Esta é precisamente a nossa realidade natural! O profeta que escreveu o Apocalipse não inventou nada. Ele 'simplesmente' olhou profundamente 'dentro' de nossa realidade natural: esta tem uma dimensão - eu diria - espiritual-corpórea, porque existe na mesma matéria de que nós existimos.

 

Vamos voltar à Presença Divina: de onde vem essa definição?

 

Eu não inventei. É a tradução do termo usado pela literatura rabínica: é a Shekhinah. Na Bíblia não existe, mas existe a raiz da palavra e, acima de tudo, o conceito a perpassa completamente. A Divina Presença está em toda a realidade e somos feitos para perceber isso. Desejamos encontrá-la, saber reconhecê-la. Basicamente, tudo o que fazemos visa esse encontro: mesmo no que parece mais distante da Divina Presença, isto é, por exemplo, a política.

A Teologia da Libertação - em particular Carlos Mesters - entendeu isso perfeitamente. A atividade política pode ser entendida como busca da Divina Presença na justiça para os pobres, ou se tornar negação da Divina Presença, causando fome, violência e morte aos pobres. O mesmo pode ser dito hoje sobre a aproximação da política com a natureza: ela pode ir em busca da Presença na conservação da mesma, ou negá-la e destruir tudo.

Certamente não é fácil. A Divina Presença está em silêncio e está escondida.

 

Existe a Divina Presença?

 

Parece-me que existe. A realidade não é tudo o que parece. Há muito mais. É preciso saber olhar em profundidade.

 

E Cristo? Como está presente no Apocalipse?

 

Certamente Cristo está muito presente: ele é a encarnação da Divina Presença. Seguindo a Cristo permanece aquele que percebe a Presença, que apreende a Sabedoria ou Sophia ao viver.

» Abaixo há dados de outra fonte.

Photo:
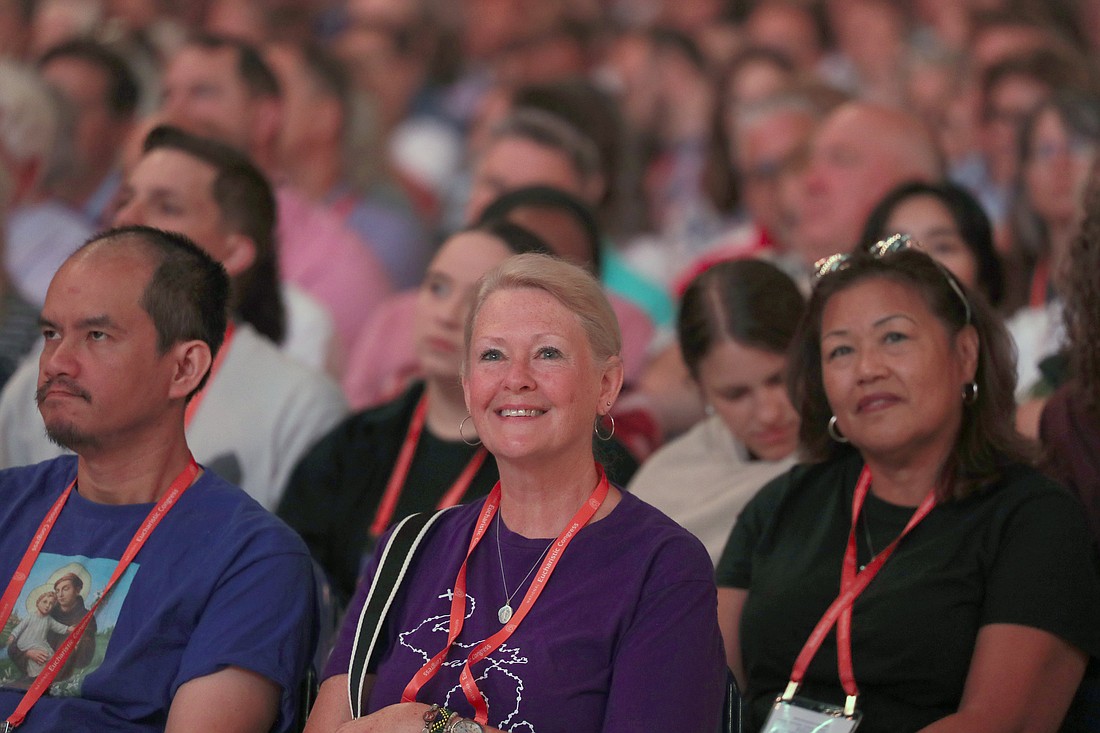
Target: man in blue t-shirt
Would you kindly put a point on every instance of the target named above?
(201, 611)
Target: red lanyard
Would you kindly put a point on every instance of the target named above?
(459, 599)
(46, 677)
(193, 406)
(851, 584)
(396, 483)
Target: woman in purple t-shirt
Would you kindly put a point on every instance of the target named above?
(558, 602)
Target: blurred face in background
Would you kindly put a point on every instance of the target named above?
(747, 387)
(1057, 171)
(446, 296)
(932, 225)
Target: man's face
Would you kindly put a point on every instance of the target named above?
(102, 382)
(98, 132)
(205, 94)
(301, 105)
(172, 190)
(766, 151)
(853, 164)
(512, 163)
(45, 604)
(66, 594)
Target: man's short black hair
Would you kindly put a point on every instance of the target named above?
(257, 76)
(122, 89)
(187, 297)
(246, 203)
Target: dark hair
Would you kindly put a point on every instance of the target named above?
(246, 204)
(1056, 69)
(969, 219)
(750, 302)
(1081, 296)
(506, 205)
(553, 131)
(187, 296)
(122, 90)
(518, 239)
(988, 440)
(257, 76)
(591, 110)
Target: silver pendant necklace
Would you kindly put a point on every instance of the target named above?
(504, 614)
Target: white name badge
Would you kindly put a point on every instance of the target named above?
(802, 715)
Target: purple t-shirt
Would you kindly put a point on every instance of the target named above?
(624, 637)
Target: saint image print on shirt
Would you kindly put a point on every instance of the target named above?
(57, 594)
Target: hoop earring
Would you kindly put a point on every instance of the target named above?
(834, 431)
(969, 393)
(462, 425)
(596, 429)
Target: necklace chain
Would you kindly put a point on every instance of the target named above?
(505, 613)
(867, 535)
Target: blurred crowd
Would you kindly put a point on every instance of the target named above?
(691, 131)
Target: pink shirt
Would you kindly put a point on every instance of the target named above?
(319, 254)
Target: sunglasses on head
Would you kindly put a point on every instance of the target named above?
(884, 248)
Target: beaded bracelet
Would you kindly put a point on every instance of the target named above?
(436, 719)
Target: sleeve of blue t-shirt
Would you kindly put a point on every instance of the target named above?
(261, 617)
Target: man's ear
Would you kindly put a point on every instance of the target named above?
(191, 360)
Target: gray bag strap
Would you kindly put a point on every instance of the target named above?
(394, 562)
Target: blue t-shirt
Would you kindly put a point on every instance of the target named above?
(624, 637)
(219, 582)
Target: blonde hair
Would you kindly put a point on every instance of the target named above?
(573, 286)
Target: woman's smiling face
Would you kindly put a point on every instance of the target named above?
(532, 385)
(892, 373)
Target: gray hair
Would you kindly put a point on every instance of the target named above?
(34, 121)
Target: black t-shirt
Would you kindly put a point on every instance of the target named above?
(1016, 553)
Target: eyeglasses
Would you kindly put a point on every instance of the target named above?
(884, 248)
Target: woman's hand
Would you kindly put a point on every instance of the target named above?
(400, 718)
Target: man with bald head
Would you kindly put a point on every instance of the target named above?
(858, 154)
(208, 598)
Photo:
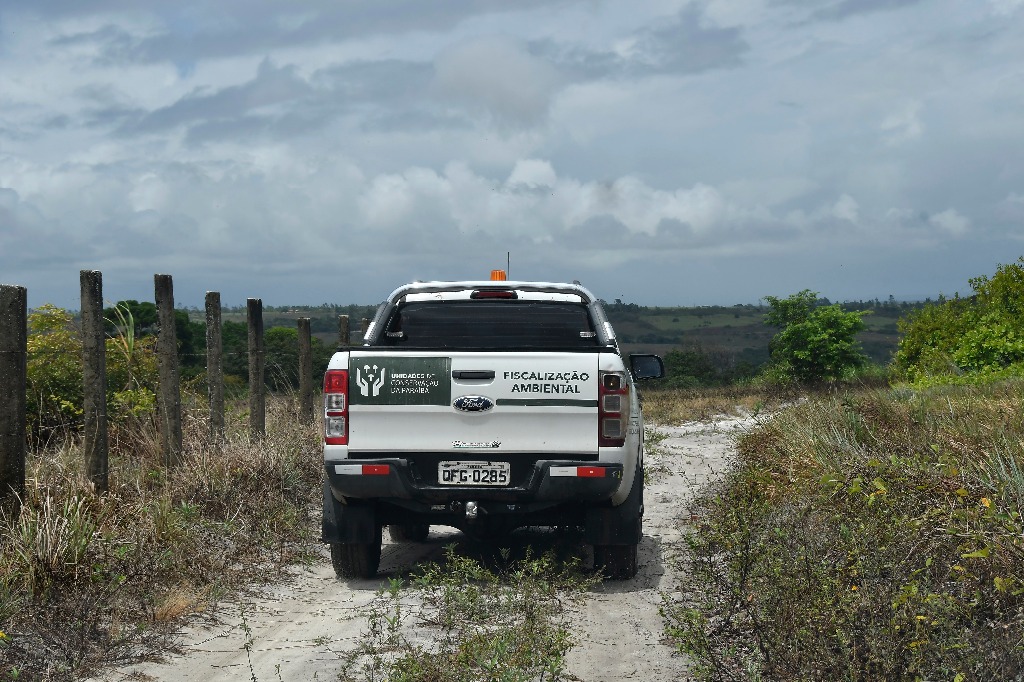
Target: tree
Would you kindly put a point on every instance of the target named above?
(957, 337)
(815, 342)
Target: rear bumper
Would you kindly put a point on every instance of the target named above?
(398, 484)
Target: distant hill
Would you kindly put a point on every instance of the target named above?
(736, 330)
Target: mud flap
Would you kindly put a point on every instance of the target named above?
(347, 523)
(617, 525)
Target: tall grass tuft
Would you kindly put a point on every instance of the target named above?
(866, 535)
(88, 580)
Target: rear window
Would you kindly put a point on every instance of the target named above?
(502, 325)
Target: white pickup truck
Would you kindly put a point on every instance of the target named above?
(484, 406)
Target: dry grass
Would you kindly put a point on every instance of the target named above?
(677, 406)
(88, 580)
(865, 535)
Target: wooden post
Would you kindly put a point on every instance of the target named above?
(215, 368)
(257, 398)
(343, 333)
(305, 372)
(94, 379)
(13, 380)
(169, 396)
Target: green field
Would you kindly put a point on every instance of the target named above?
(737, 331)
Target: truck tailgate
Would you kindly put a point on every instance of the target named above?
(477, 403)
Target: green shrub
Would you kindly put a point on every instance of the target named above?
(978, 336)
(815, 342)
(869, 536)
(54, 375)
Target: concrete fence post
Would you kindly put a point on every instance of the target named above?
(169, 402)
(257, 359)
(305, 372)
(94, 380)
(215, 368)
(13, 380)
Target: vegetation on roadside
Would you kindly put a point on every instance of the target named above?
(88, 581)
(460, 621)
(815, 342)
(870, 535)
(964, 340)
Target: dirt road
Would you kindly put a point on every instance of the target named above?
(295, 631)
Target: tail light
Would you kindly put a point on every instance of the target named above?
(612, 410)
(336, 408)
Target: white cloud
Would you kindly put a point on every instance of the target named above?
(532, 173)
(847, 209)
(498, 75)
(903, 124)
(951, 222)
(1005, 7)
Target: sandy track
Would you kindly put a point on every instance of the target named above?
(295, 630)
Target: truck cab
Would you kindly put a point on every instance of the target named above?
(484, 406)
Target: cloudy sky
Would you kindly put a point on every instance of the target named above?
(665, 152)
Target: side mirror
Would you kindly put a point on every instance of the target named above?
(646, 367)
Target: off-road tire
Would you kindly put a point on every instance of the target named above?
(356, 559)
(409, 533)
(617, 562)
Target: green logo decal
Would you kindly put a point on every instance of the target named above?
(388, 380)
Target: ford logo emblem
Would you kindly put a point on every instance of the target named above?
(473, 403)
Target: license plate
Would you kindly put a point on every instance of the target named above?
(473, 473)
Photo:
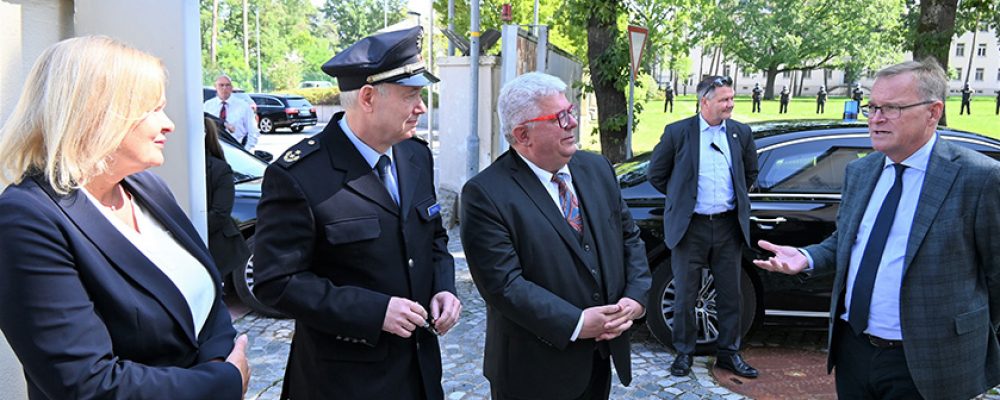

No entanto, não acredito que o Apocalipse constitua um texto 'cristológico' no sentido tradicional da definição. Existe esta Presença encarnada forte, muito forte, mas não é muito desenvolvida no sentido do Cristo explícito.

No meu livro, cito uma passagem da Lenda Dourada de Jacopo de Varazze. Bem, nessa passagem - com referência clara à imagem simbólica do Apocalipse - não se fala apenas do Cordeiro-Cristo, mas também da Cordeira-Maria.

O que quero dizer é que muitas vezes se faz de Cristo um dado de fato ou uma fórmula quase matemática que deveria, portanto, ser clara e evidente para todos e de uma vez por todas: um 'a priori'. Mas não é assim. A encarnação da Divina Presença - Cristo - deve ser buscada continuamente na realidade, na nossa realidade. Nesse sentido - mas apenas nesse sentido - o Apocalipse é também um texto 'cristológico'.